Госпожа Строс высказалась за портсигар. Марсель заказал его у Тиффани, из черного муара, с бриллиантовым вензелем: «Это чрезвычайно просто, очень красиво и стоит чуть меньше четырех сотен франков…» Но все в этой авантюре оборачивалось плохо; он принес свой подарок в редакцию «Фигаро» как раз накануне того дня, когда Конгресс [209]должен был избирать нового президента Республики и голова Кальмета была занята только этим.
Пруст госпоже Строс:
«Он меня даже не поблагодарил, так что не знаю, видел ли он меня вообще. Я принес его завернутым, он сделал какой-то рассеянный жест, и я положил его на стол. Сказал ему, что, дескать, это такая безделица, что даже не осмеливаюсь и т. д. Я это сказал, думая, что как раз наоборот, он увидит, какая это ценная вещь, и это добавит к моей щедрости благородство пренебрежения ею. Он же мне заявил: «Надеюсь, это будет Пуанкаре». Я ответил: «Тем хуже» и посмотрел на свой сверток. Его взгляд проследовал за моим, но, наткнувшись на пакет, движимый какой-то центробежной силой, тотчас же от него отвернулся и сосредоточился на чем-то другом.
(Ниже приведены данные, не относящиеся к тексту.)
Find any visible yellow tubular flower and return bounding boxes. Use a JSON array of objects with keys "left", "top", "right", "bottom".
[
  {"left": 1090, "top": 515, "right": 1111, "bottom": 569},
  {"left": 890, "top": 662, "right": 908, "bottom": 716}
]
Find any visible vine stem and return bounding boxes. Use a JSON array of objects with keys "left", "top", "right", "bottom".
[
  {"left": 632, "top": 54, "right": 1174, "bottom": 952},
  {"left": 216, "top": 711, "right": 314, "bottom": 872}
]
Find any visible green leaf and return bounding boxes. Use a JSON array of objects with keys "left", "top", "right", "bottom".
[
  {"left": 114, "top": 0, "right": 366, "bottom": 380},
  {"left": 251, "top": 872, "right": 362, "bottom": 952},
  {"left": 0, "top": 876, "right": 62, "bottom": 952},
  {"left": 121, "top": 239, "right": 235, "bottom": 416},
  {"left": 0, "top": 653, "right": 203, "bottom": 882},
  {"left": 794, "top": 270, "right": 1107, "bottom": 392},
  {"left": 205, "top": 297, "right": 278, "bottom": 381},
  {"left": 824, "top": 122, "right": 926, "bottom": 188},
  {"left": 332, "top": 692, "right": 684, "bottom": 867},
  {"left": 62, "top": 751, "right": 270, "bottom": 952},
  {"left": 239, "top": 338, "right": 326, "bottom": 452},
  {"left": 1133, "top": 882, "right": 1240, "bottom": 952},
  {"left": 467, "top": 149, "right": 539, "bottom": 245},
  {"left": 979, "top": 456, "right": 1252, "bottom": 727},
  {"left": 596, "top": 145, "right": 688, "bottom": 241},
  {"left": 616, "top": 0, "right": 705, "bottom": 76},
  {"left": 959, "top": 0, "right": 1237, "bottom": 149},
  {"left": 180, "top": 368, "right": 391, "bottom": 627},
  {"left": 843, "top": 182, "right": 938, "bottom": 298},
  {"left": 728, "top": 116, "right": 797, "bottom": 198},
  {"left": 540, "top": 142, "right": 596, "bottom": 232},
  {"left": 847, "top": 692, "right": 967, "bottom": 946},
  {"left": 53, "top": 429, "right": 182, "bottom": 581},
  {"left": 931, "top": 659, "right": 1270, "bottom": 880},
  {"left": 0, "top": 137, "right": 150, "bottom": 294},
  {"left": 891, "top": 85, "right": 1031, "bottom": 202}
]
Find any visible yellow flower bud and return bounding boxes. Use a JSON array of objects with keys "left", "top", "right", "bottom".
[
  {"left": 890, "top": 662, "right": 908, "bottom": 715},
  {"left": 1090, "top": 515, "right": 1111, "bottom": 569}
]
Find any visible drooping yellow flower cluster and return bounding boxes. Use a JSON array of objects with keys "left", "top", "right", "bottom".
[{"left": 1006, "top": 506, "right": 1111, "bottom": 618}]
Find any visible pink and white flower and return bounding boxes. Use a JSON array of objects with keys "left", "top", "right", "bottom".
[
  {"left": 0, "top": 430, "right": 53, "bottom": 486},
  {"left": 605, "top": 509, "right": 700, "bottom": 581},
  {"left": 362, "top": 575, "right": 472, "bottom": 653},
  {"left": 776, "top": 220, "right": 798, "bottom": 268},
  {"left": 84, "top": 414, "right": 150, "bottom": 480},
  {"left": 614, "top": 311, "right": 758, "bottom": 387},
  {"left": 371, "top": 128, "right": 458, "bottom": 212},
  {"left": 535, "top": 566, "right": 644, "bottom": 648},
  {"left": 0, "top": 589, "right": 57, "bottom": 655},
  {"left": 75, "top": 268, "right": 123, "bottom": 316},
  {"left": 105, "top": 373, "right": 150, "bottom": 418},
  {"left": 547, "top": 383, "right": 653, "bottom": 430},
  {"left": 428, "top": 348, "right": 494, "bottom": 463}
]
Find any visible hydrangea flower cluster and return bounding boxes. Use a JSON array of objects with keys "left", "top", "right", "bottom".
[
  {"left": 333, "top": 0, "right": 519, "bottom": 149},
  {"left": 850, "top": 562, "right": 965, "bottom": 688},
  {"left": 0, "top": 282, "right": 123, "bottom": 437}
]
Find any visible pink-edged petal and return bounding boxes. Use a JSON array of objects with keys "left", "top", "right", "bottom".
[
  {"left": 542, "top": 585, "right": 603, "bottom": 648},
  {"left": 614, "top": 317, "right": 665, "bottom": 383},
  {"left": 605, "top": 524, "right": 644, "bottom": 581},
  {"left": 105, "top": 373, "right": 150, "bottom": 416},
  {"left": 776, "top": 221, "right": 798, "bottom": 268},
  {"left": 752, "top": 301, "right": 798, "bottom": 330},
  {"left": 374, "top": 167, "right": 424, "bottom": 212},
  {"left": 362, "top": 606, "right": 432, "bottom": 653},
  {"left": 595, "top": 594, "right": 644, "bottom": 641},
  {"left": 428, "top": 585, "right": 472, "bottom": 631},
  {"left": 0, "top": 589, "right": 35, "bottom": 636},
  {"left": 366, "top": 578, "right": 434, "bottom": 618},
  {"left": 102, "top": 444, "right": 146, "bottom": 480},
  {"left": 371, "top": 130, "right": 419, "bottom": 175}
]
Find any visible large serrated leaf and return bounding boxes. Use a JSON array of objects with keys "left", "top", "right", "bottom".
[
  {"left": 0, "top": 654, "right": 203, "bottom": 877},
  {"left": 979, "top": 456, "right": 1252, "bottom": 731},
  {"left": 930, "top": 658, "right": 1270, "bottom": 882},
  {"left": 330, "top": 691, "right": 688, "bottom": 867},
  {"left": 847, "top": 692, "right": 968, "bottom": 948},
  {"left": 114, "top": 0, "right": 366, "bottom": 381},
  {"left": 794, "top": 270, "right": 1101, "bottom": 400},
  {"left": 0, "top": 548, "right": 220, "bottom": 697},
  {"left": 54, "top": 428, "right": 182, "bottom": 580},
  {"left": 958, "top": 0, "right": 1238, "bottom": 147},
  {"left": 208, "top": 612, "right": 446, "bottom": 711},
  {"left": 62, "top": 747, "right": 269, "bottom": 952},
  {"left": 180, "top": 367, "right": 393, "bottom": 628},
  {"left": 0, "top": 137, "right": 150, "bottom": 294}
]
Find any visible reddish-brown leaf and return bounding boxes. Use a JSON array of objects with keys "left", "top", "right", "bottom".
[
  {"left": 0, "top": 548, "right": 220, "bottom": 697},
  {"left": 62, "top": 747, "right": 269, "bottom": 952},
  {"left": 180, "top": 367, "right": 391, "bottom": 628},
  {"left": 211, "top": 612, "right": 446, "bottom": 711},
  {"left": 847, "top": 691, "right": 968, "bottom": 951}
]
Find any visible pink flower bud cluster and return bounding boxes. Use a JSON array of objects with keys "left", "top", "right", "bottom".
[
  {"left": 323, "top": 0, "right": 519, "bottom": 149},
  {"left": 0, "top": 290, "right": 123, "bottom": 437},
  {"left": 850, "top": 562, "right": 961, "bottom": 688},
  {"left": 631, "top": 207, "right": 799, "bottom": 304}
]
Последовала минута молчания, затем он сообщил мне: «Однако, возможно, это будет Деша-нель». Затем мы поговорили о Паме, и, видя, что он не вспоминает ни о Фаскеле, ни о портсигаре, я поднялся и ушел с убеждением, что завтра получу записку: «Дорогой Друг, ведь это же сущее сокровище», но никакой записки ни завтра, ни в другой день так и не получил…»
Когда Фаскель и НРФ вышли из игры, обескураженный Пруст смирился с тем, что свою книгу ему придется опубликовать за счет автора:
«Я не только оплачу все издержки, но хочу даже, несмотря на это, посулить издателю участие в доходах, если таковые будут, не из щедрости, а лишь бы заинтересовать его в успехе книги…» [210] Во всей его переписке того времени чувствуется озабоченность — как трудностями, с которыми столкнулся великий писатель, пытаясь напечатать свой шедевр, так и желанием привлечь к нему не только друзей, прочитавших «Забавы и дни», но и просто «садящихся в поезд людей, которые читают в вагоне».